Today the United States celebrates Independence Day, with cookouts and fireworks and no dearth of parades. But across the Pond – regardless of the initial claims last week that Britain had occasioned its own Independence Day via the Brexit vote — for FinTech, freedom is just another word for lots and lots left to lose.
Should Brexit go through (and despite the machinations of some opponents and movements to reconsider the vote, the departure is a better-than-likely scenario), FinTech has its work cut out for it, should the industry not want to be trapped in the unknown and be yoked to Britain.
The industry has benefitted, and Europe has benefited, from cross-symbiosis, where U.K. payments firms can innovate and tailor their technologies to a large stage, the continent. In turn, the relative ease of licensing (thus far) has allowed for rapid development of digital conduits to speedier and safer transactions. However, the unity that has marked cross-border money movement in that region may be enjoying numbered days.
FinTech is nascent enough that the U.K. firms that have been forging partnerships with traditional finance firms (relationships promoted by PSD2, as the European Banking Authority’s Payments Services Directive is more commonly known) in a move that brings technology to the incumbents and scale to the upstarts. That might end rather abruptly if the U.K. firms cannot share the benefits of porous borders, for tech and staff, that had been in place for so long.

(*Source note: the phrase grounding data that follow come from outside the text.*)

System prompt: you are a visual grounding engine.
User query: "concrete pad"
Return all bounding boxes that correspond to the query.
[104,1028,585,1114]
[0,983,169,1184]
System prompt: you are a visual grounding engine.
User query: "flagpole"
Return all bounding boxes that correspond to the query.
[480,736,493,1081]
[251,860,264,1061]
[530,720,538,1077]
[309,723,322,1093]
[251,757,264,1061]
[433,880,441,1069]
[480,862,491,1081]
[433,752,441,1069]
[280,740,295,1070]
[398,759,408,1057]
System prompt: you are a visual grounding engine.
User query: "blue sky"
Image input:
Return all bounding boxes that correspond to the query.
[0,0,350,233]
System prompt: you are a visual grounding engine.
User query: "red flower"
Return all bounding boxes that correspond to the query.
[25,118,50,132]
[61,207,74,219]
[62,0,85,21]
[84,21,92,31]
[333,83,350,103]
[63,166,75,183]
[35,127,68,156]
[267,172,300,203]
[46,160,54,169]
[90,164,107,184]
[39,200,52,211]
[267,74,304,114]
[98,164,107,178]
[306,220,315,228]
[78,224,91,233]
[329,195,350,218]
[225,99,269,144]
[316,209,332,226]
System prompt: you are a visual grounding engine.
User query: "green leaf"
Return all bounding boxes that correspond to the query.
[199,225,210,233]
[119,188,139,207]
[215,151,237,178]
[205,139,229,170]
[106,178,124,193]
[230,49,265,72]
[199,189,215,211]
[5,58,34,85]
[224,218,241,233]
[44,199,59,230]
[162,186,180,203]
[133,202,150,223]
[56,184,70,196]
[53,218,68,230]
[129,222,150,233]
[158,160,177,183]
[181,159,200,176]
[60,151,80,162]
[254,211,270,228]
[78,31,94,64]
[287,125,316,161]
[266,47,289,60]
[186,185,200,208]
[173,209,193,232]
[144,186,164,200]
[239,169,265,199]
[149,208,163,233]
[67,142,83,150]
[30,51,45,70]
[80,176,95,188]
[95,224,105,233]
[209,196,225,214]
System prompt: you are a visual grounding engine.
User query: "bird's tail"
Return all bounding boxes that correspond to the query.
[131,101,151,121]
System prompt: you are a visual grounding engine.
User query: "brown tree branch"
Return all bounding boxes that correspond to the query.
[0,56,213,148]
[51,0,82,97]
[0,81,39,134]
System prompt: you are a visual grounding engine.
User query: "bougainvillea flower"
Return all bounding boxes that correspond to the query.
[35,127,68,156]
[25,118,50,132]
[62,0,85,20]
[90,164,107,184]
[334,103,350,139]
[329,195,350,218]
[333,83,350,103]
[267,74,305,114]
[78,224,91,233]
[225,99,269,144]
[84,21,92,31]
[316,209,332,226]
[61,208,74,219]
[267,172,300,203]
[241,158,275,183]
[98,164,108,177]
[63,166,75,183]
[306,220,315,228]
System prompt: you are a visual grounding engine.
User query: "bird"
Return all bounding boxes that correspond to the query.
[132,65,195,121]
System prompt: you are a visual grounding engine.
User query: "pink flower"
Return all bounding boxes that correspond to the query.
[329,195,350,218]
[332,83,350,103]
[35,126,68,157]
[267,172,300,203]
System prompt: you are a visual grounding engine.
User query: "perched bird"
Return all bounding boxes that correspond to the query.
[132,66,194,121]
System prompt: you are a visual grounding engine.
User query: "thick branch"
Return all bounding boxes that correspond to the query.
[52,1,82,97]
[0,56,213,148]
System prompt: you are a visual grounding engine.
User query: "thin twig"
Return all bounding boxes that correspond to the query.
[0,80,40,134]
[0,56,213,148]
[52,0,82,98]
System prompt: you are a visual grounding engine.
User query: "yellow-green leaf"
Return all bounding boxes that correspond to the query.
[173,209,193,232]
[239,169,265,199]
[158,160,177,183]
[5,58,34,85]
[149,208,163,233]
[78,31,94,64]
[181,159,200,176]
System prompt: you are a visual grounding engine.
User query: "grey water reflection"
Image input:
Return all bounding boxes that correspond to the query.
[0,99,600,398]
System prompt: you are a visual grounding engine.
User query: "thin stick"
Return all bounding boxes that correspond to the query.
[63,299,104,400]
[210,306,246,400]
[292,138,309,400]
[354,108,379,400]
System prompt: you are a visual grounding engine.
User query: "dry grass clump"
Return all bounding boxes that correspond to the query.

So as to the thoughts of freedom understandably percolating this July 4th, there’s an easy way out, which would be for the U.K. firms worried about being “landlocked” – or in Britain’s case “isle locked” – to move physical locations, to any of the other financial centers that dot the landscape, such as Berlin or Amsterdam. The potential for all sorts of licensing headaches would make some firms wary of investing time and money in operating in the U.K. (and the converse might be true as well). That’s why an exit from Brexit might be in the cards – especially if capital flows slowly between the U.K. and the rest of Europe. Perhaps just as precious as capital is talent. FinTech firms will look away from the U.K. as a strong pool of tech-savvy professionals and the U.K. will likely face a crunch from attracting people from the E.U. Labor pool. Now competition for that talent will get a lot more expensive.
With both engines sputtering here, is it reasonable to expect that startups will get off the ground with relative ease? Brexit won’t really be real and final till 2018, but the answer to that question will come sooner rather than later.